> It would be really nice to compose objects hierarchally: for example, if I had a widget class composed of several different renderable Rectangles, I want to be able to automatically generate the rendering code for my widget based on the existing rendering logic for its constituent shapes.
So one thing that I've learned about programming: Don't overthink it. How many different object types do you want to serialize? Maybe a hundred? So just write those 100 lines of boilerplate. Not a huge amount of work, even when there is the the occasional modification. An additional benefit is that you're not painting yourself in a corner - for example, you can leave out that additional bit of redundant information that you hacked in as an optimization.
What's really huge for maintainability is this thing called aspect-oriented programming: Don't litter each of your classes with a line of boilerplate for this and another line for that. Make a file "serialize.cpp" that contains the serialization code for all the types, and nothing else.
In other words, object-oriented is the wrong tool, for almost everything (sorry if that's old news).

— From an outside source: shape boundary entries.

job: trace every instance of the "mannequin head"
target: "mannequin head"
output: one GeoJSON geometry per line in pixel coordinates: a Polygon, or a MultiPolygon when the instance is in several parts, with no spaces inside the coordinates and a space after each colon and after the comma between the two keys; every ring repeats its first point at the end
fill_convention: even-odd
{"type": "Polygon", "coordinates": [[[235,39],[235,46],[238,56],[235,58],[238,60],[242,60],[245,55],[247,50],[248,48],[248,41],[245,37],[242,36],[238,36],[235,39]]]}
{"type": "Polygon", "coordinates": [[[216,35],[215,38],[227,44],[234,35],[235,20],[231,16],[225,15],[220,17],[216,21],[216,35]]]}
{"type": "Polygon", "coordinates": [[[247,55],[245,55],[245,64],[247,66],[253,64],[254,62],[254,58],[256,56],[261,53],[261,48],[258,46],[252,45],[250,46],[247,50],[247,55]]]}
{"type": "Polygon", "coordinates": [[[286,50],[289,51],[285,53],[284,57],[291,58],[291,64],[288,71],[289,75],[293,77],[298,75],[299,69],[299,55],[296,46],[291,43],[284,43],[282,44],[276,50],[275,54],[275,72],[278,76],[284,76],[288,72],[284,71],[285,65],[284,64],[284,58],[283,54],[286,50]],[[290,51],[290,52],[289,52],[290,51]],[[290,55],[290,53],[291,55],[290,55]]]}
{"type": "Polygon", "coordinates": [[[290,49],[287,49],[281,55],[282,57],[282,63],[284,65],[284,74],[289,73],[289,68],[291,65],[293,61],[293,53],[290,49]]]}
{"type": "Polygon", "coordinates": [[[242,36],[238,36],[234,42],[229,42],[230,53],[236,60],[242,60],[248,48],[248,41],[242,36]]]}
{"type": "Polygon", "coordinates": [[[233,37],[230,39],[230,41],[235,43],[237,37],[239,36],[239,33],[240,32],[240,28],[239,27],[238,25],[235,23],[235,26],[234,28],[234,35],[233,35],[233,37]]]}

C++ has "built in" serialization the same way that C does.. Except its not acceptable to use anymore, even though its orders of magnitude faster than the alternatives.. AKA you write your structures out directly as binary data. Bonus if you align them. The limitation is that you can't have classes/structures with actual pointers in them (rather using offsets) and you have to encourage your compiler to pack/align them consistently. Bonus if you override the new/placement allocator so that you can serialize gigabytes of data (including pointers) with a simple map/unmap call.
Frankly, the idea that data should be human readable is complete crap, especially for things which are going to be machine processed far more than human processed. AKA use XML for your config file, not for the gigabytes of data you send over the wire/store on disk/etc, that will never be read by a human. Its funny that HTML/etc has everyone in this strange mindset that somehow its more efficient to build human readable markup, which 99.9999% of the time is never read by a human, and has to be compressed with algorithms that further burn up tons of CPU time in order to squash the resulting data. The untold tons of carbon wasted transfering more data than necessary and/or compressing/decompressing it is insane for the possibility that someone will want to read it as it flys over the wire, rather than decoding it at the endpoint and viewing it in a debugger...
Dumping raw binary is a problem if you want your data to be readable across platforms or versions of the same code.
It is also a bad idea if reading a complete structure into memory is not possible, or a poor use of time. For example, if you need to read a single part of a gigabyte data set.
None of this is a show stopper, especially with a little planning. AKA pad the structures a bit initially, or put version numbers in them. Even if you fail to do any of that early on, it can be bolted on with a bit of preprocessing as part of a version upgrade. Its really no different than a schema change between version numbers. Plus, if your really paranoid, you verify field size and offsets at startup time against a previously generated bit of metadata.
Also, if you happen to need to pick out a tiny bit of data from some huge tree/whatever data structure then map it with appropriate madvise() and simply let the kernel page in the portions you need to access. The whole dataset doesn't need to be read to pick out a couple bytes here and there. Further if this is a common use case you probably shouldn't be using this method anyway, rather storing the index separately from the data in a manner which allows them to be accessed independently. This mechanism holds up for multiple TB sized datasets, and can be tuned by playing with the amount of physical ram in the machine vs the speed of the disk. Then when storage class memory takes off, you don't even have to rewrite your application.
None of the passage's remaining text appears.